O CEO da Ford, Jim Farley, disse no ano passado que a reversão desses subsídios poderia reduzir pela metade a demanda por VEs. Em resposta, vários fabricantes de automóveis nos EUA atrasaram ou cancelaram os seus planos anteriores de veículos eléctricos e estão silenciosamente a transferir esse dinheiro de volta para veículos de combustão interna. A própria Ford disse no final do ano passado que estava cancelando a produção de um versão totalmente elétrica de sua icônica picape F-150 e abandonou os planos para uma nova van elétrica, mudando seu foco para opções híbridas e mais acessíveis.

Não ajuda o fato de parecer que a maioria dos americanos ainda não está interessada em VEs. Uma pesquisa da Deloitte descobriu que apenas 7% dos americanos desejam que seu próximo carro seja elétrico. Os entrevistados disseram que suas principais preocupações com os VEs eram a autonomia, o tempo de carregamento e os preços premium.

As vendas de VEs nos EUA já caíram no ano passado. A Tesla, que domina o mercado dos EUA, informou que as entregas para 2025 caíram 9%, para 1.636.129 veículos. Enquanto isso, BYD ultrapassou Tesla como maior vendedor de EV do mundoentregando 2,26 milhões de veículos elétricos em 2025, um aumento de 28% em relação a 2024.
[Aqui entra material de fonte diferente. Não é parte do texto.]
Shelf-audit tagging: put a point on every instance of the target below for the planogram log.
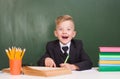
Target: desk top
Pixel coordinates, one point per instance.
(86, 74)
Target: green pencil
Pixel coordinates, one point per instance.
(66, 59)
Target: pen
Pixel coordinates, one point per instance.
(66, 59)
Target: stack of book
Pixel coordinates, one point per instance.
(109, 59)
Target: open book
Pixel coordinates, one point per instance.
(42, 71)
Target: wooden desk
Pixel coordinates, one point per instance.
(87, 74)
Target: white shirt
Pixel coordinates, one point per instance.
(62, 45)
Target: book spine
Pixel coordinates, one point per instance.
(109, 62)
(109, 68)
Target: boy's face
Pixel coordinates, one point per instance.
(65, 32)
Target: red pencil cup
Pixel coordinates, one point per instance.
(15, 66)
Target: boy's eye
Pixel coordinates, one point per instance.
(60, 29)
(68, 29)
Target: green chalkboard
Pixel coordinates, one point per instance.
(30, 24)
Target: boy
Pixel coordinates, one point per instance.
(55, 53)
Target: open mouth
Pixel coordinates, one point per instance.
(64, 37)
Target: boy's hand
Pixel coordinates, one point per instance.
(49, 62)
(69, 66)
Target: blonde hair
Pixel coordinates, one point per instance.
(63, 18)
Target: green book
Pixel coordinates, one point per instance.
(109, 68)
(109, 53)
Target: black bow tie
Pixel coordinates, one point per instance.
(65, 48)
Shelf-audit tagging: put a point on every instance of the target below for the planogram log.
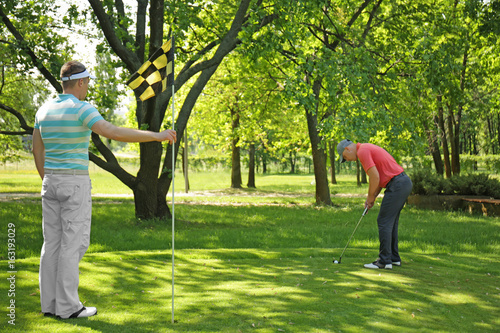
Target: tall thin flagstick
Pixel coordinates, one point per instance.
(173, 177)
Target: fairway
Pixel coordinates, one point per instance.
(261, 261)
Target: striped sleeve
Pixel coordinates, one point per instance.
(89, 115)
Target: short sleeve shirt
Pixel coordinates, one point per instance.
(65, 126)
(372, 155)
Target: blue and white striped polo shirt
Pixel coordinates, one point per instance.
(64, 124)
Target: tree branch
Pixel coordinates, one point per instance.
(23, 45)
(22, 122)
(130, 59)
(111, 164)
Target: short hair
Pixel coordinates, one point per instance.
(70, 68)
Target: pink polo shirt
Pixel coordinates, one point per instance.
(371, 155)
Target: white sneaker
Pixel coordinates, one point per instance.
(377, 265)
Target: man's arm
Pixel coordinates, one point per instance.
(38, 152)
(374, 188)
(124, 134)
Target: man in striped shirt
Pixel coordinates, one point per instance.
(60, 148)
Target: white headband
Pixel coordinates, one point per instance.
(80, 75)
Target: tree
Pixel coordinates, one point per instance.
(206, 33)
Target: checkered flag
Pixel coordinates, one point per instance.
(155, 74)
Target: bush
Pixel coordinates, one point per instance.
(427, 183)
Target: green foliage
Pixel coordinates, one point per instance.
(427, 183)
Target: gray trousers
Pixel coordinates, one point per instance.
(67, 211)
(395, 195)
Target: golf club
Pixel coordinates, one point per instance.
(340, 259)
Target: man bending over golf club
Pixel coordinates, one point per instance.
(383, 172)
(61, 151)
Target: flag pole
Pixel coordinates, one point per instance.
(173, 178)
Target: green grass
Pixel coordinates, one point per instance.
(261, 261)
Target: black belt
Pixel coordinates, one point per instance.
(397, 176)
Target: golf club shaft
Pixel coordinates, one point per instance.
(353, 233)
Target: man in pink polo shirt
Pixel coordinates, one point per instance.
(383, 172)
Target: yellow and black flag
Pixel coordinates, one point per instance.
(155, 74)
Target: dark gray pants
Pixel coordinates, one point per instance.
(395, 195)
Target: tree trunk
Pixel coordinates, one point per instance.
(145, 199)
(434, 147)
(444, 141)
(293, 161)
(251, 166)
(235, 151)
(333, 149)
(318, 154)
(185, 163)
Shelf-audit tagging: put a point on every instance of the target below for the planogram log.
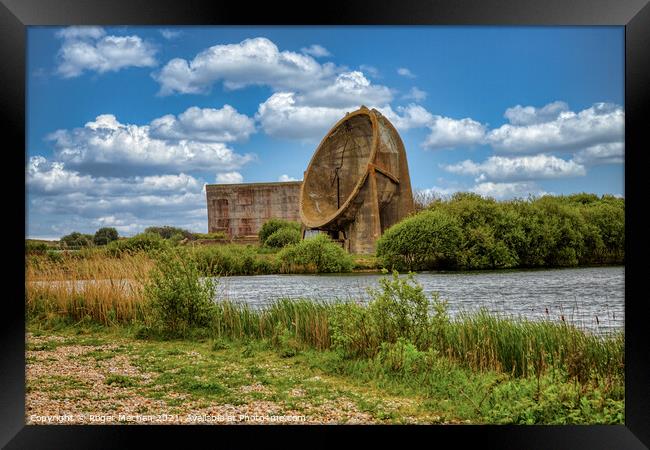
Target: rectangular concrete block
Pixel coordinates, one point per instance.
(241, 209)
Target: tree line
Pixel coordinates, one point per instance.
(468, 231)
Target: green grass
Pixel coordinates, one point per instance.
(444, 392)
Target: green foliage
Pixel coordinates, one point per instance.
(35, 247)
(219, 235)
(169, 232)
(273, 225)
(426, 240)
(316, 254)
(179, 298)
(76, 240)
(398, 310)
(283, 237)
(222, 260)
(143, 242)
(105, 235)
(471, 232)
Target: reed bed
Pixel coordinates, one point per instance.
(111, 291)
(106, 290)
(307, 320)
(483, 341)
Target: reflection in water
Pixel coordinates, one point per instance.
(591, 298)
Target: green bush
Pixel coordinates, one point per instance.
(315, 254)
(179, 298)
(233, 259)
(219, 235)
(143, 242)
(273, 225)
(472, 232)
(76, 240)
(35, 248)
(105, 235)
(398, 310)
(430, 239)
(283, 237)
(168, 232)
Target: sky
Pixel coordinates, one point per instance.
(126, 125)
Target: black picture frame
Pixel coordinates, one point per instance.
(634, 15)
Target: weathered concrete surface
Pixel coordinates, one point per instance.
(357, 183)
(241, 209)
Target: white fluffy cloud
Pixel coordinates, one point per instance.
(204, 124)
(407, 117)
(170, 34)
(106, 146)
(285, 177)
(283, 117)
(229, 178)
(611, 153)
(499, 168)
(403, 71)
(449, 133)
(65, 200)
(529, 115)
(89, 48)
(415, 94)
(503, 191)
(347, 90)
(554, 128)
(255, 61)
(316, 50)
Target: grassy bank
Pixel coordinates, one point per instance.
(85, 370)
(475, 367)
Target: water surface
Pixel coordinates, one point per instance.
(591, 298)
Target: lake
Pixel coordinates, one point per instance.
(591, 298)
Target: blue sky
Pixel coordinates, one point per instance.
(125, 125)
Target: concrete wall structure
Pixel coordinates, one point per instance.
(241, 209)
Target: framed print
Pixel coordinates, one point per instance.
(414, 219)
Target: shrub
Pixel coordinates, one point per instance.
(168, 232)
(232, 260)
(430, 239)
(144, 242)
(35, 248)
(76, 239)
(179, 298)
(316, 254)
(273, 225)
(538, 232)
(283, 237)
(219, 235)
(105, 235)
(398, 310)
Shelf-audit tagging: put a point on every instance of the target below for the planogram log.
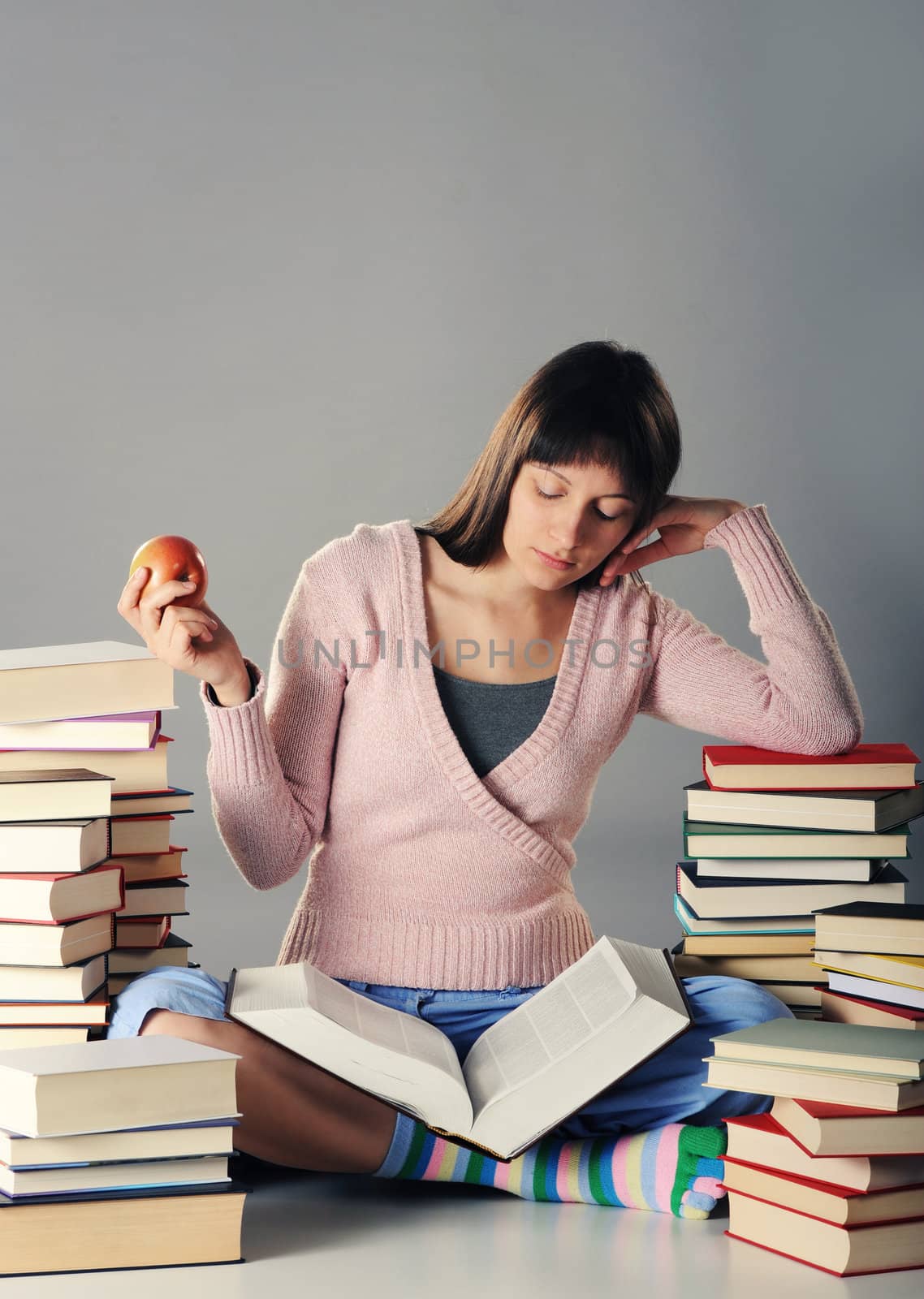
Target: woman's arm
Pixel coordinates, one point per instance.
(270, 759)
(802, 701)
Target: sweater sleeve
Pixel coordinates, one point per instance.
(802, 701)
(270, 757)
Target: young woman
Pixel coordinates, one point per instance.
(439, 803)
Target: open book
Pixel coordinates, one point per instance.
(543, 1060)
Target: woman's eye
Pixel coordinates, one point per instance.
(599, 513)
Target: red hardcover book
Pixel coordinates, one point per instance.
(783, 1188)
(815, 1125)
(910, 1231)
(719, 759)
(902, 1012)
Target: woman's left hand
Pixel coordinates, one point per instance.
(683, 523)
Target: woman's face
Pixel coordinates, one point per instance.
(571, 513)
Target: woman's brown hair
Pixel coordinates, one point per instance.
(595, 404)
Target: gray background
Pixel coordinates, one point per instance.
(274, 270)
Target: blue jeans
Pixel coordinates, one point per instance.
(666, 1089)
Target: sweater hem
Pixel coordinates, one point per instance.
(413, 954)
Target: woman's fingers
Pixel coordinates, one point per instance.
(179, 628)
(127, 601)
(155, 602)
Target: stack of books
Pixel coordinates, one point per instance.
(89, 880)
(835, 1175)
(874, 959)
(772, 837)
(114, 1154)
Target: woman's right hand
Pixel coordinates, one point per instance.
(188, 640)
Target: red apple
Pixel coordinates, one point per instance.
(173, 559)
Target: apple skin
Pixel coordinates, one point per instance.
(173, 559)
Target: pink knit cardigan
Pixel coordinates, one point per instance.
(420, 872)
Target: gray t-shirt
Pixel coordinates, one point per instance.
(491, 720)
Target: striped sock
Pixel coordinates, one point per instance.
(672, 1169)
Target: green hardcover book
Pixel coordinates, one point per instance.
(723, 839)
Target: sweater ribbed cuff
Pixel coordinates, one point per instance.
(242, 749)
(761, 562)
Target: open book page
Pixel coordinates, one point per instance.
(601, 1017)
(393, 1055)
(381, 1025)
(546, 1028)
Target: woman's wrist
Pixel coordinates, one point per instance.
(233, 693)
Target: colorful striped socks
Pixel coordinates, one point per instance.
(672, 1169)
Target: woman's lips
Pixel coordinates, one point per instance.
(553, 563)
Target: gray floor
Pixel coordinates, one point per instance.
(322, 1234)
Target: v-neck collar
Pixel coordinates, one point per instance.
(482, 792)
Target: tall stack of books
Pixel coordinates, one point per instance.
(833, 1176)
(89, 880)
(771, 838)
(116, 1155)
(874, 958)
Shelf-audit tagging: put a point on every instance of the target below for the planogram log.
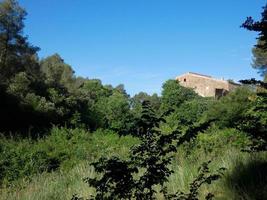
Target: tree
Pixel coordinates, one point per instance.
(57, 73)
(260, 49)
(117, 112)
(148, 165)
(16, 54)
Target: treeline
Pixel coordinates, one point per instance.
(36, 93)
(39, 94)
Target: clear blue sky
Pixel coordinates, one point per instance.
(142, 43)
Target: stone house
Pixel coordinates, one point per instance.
(206, 86)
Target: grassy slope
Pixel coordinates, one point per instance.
(245, 177)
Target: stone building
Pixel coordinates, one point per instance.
(206, 86)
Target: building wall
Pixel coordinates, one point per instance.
(205, 85)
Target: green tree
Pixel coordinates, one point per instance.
(260, 49)
(117, 112)
(230, 109)
(57, 73)
(16, 54)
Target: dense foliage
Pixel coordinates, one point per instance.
(52, 121)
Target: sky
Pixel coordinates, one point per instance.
(143, 43)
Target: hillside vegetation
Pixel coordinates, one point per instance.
(69, 137)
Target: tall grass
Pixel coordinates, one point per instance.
(245, 177)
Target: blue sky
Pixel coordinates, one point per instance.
(142, 43)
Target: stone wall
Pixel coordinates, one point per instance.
(206, 86)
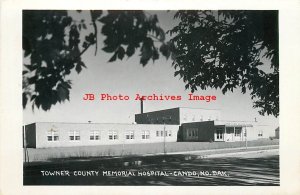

Embora os EUA tenham mantido os VE chineses em grande parte fora do seu mercado com uma tarifa de 100%, eles deverão começar a chegar à América do Norte em breve. O Canadá anunciou recentemente uma nova parceria estratégica com a China, em parte em resposta às políticas comerciais agressivas de Washington. O acordo permitiria a entrada de até 49.000 EVs fabricados na China no mercado canadense.

Se as coisas permanecerem iguais, a indústria automóvel dos EUA poderá ver-se a ceder ainda mais terreno à China nas próximas décadas.

“Não é impossível que em 10 anos acordemos e vejamos que na verdade não temos uma indústria nacional no sentido de algo que faça pesquisa e desenvolvimento significativos”, disse Susan Helper, professora da Case Western Reserve University e ex-economista-chefe do Departamento de Comércio no governo do presidente Barack Obama. O jornal New York Times.